日本海外ツアーオペレーター協会(OTOA)が2024年6月5日に第33回通常総会を開催した。大畑貴彦会長は、冒頭の挨拶で日本人の海外旅行の回復の遅れに対して危機感を示し、観光庁が双方向交流拡大に向けて推進する海外旅行回復への取り組みについて「より即効性のある施策と検討、具体的にいつまでに何を具現化すべきかマイルストーンの提示が必要」との考えを示した。
総会に来賓として出席した観光庁観光産業課長の庄司郁氏は、改めて双方向交流の拡大に向けてはアウトバウンドが重要との認識を強調。「双方向交流がなければ、航空路線など適切なインフラ整備はできないという認識で施策に取り組む。来年度の施策の議論も進めている」と話し、旅行業をはじめとした事業者との意見交換を進めていることに言及した。こうした取り組みで、よりよい政策を検討し、さらなる官民の連携による状況改善を目指す方針だ。
旅行会社間の取引条件の適正化への要望を継続
OTOAによると、昨年から引き続き、今年も海外ホテルを筆頭にほぼ全ての仕入れで値上げや支払いの厳格化が継続している。この傾向が続けば、すでに世界で激化している仕入れ競争が益々激しくなることが予想され、大畑会長は「それらを受け入れられない地域からの観光客は排除される」と危機感を示した。
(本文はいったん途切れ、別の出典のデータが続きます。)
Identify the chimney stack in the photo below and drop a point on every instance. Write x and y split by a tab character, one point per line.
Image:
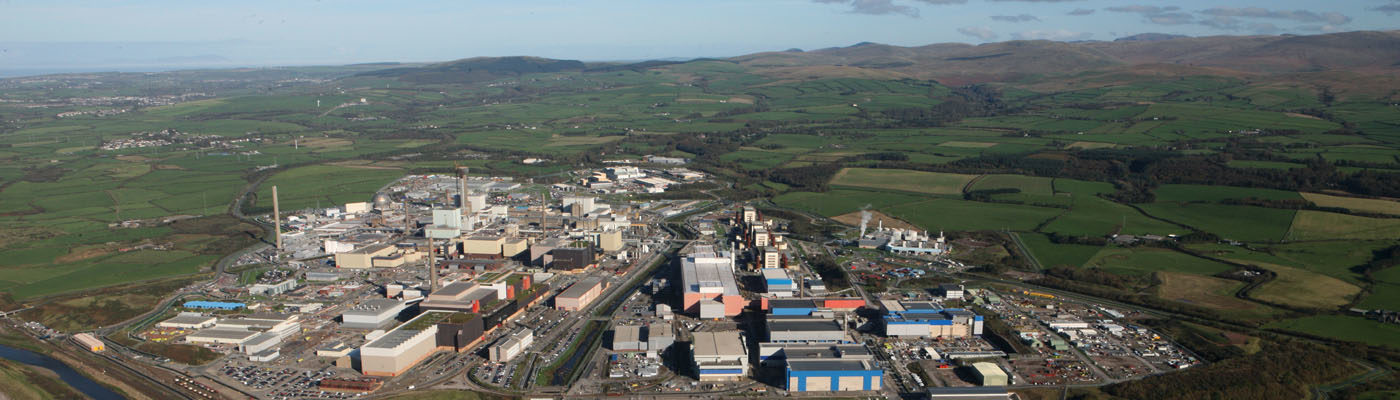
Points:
276	216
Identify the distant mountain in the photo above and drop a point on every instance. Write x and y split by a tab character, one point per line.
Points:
476	70
961	63
1150	38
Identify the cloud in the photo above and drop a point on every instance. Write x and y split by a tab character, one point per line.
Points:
1301	16
980	32
1389	9
1161	16
874	7
1052	35
1015	18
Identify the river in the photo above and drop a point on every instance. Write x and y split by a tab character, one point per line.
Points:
80	382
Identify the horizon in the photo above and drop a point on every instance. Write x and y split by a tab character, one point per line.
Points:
83	37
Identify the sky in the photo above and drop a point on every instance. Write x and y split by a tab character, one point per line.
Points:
160	34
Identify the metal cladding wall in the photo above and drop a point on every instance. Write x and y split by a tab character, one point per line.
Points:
459	334
499	316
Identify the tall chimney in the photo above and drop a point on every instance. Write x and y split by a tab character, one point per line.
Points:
276	216
431	269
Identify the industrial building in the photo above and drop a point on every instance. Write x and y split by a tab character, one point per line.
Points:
709	287
969	393
214	305
926	319
221	336
989	374
627	337
833	375
580	294
511	346
371	313
720	355
797	329
779	283
88	341
272	288
658	339
188	320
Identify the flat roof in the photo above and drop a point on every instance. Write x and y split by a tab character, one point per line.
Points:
626	333
830	365
373	306
392	339
718	344
581	287
224	333
189	319
804	325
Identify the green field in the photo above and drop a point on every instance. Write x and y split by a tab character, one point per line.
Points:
1053	255
903	181
1145	260
1346	327
1238	223
1318	225
947	214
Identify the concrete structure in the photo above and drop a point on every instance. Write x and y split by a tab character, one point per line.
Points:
371	313
989	374
770	258
259	344
779	283
221	336
363	258
720	355
805	330
213	305
188	320
707	276
923	319
627	337
398	350
952	291
272	288
968	393
658	339
88	341
833	375
580	294
609	241
511	346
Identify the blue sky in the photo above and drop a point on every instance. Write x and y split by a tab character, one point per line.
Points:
58	34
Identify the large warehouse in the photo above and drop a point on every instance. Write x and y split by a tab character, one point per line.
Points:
707	279
511	346
805	330
926	319
833	375
371	313
720	355
578	295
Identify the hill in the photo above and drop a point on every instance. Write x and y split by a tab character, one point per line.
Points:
476	70
961	63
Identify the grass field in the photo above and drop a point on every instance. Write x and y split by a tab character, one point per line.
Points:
322	185
842	202
1054	255
1239	223
1344	327
1144	260
1355	203
1206	291
1304	288
947	214
905	181
1318	225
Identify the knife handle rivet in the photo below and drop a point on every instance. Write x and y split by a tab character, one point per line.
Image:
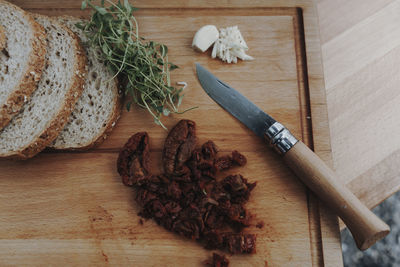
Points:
280	138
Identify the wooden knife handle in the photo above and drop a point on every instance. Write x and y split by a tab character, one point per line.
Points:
364	225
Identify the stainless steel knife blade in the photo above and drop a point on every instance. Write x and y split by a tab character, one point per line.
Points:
364	225
234	102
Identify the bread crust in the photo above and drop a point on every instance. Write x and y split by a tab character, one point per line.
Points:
29	81
110	124
73	94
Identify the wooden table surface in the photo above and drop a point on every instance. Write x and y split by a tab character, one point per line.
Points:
72	207
360	42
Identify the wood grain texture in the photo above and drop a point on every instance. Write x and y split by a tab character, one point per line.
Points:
72	207
361	55
363	224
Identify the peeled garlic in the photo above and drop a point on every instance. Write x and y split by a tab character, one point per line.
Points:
230	46
205	37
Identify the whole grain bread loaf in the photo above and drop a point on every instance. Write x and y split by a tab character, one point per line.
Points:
99	107
47	111
22	59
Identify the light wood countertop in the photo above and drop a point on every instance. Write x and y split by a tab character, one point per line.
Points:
360	42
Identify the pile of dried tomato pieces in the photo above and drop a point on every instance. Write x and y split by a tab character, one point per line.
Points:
188	199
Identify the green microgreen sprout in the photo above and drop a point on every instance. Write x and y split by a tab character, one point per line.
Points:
141	66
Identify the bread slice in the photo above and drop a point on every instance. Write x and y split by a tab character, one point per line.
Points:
22	58
48	110
99	107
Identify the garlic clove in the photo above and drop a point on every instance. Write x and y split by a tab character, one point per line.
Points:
205	37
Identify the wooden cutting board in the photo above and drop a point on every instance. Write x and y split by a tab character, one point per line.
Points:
71	208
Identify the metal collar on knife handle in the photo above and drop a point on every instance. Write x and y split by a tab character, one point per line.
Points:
365	226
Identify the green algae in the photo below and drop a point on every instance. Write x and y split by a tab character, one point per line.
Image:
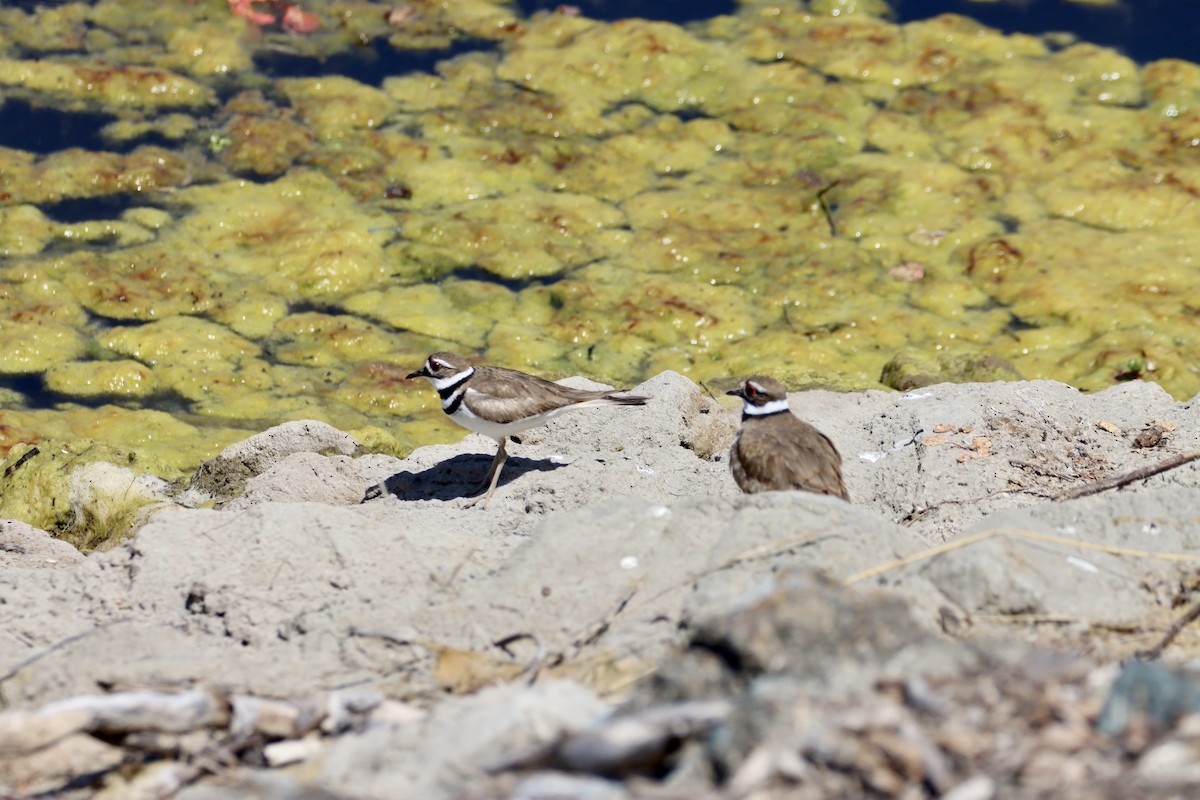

世界各国のBtoB取引きでは、予約とともにデポジット、さらにはフルチャージでの支払いが一般化している。一方で、日本の旅行会社との取引きでは後払いが主流で、ツアーオペレーターが立て替えてきた経緯がある。OTOAでは、立て替えの支払いターム早期化、グローバル基準にあった取引きへの移行など要望してきた。大畑氏は、ツアーオペレーターと旅行会社間の取引条件の適正化は「日本の海外旅行を守るためにも、今後さらに前進させなければならない」と強調した。
2023年度は、仕入れ手配代金早期化、支払いタームの短縮などを盛り込んだ要望書を旅行大手6社の社長に手渡しで、中堅22社には要望書を送付した。すべての要望が改善されることにはならなかったものの、旅行会社からは「前向きな反応がみられた」と手ごたえを感じているという。
これを受けて、2024年度も改善に向けた活動を継続。具体的には、2023年の要望書提出後の状況をOTOA会員各社にアンケートを通じて調査する。OTOAとしては、その回答内容を把握したうえで個別の対応もおこなう考え。支払いタームの改善については、経理システムなどハードルがあるケースもあるものの、旅行会社への要望は継続していく方針だ。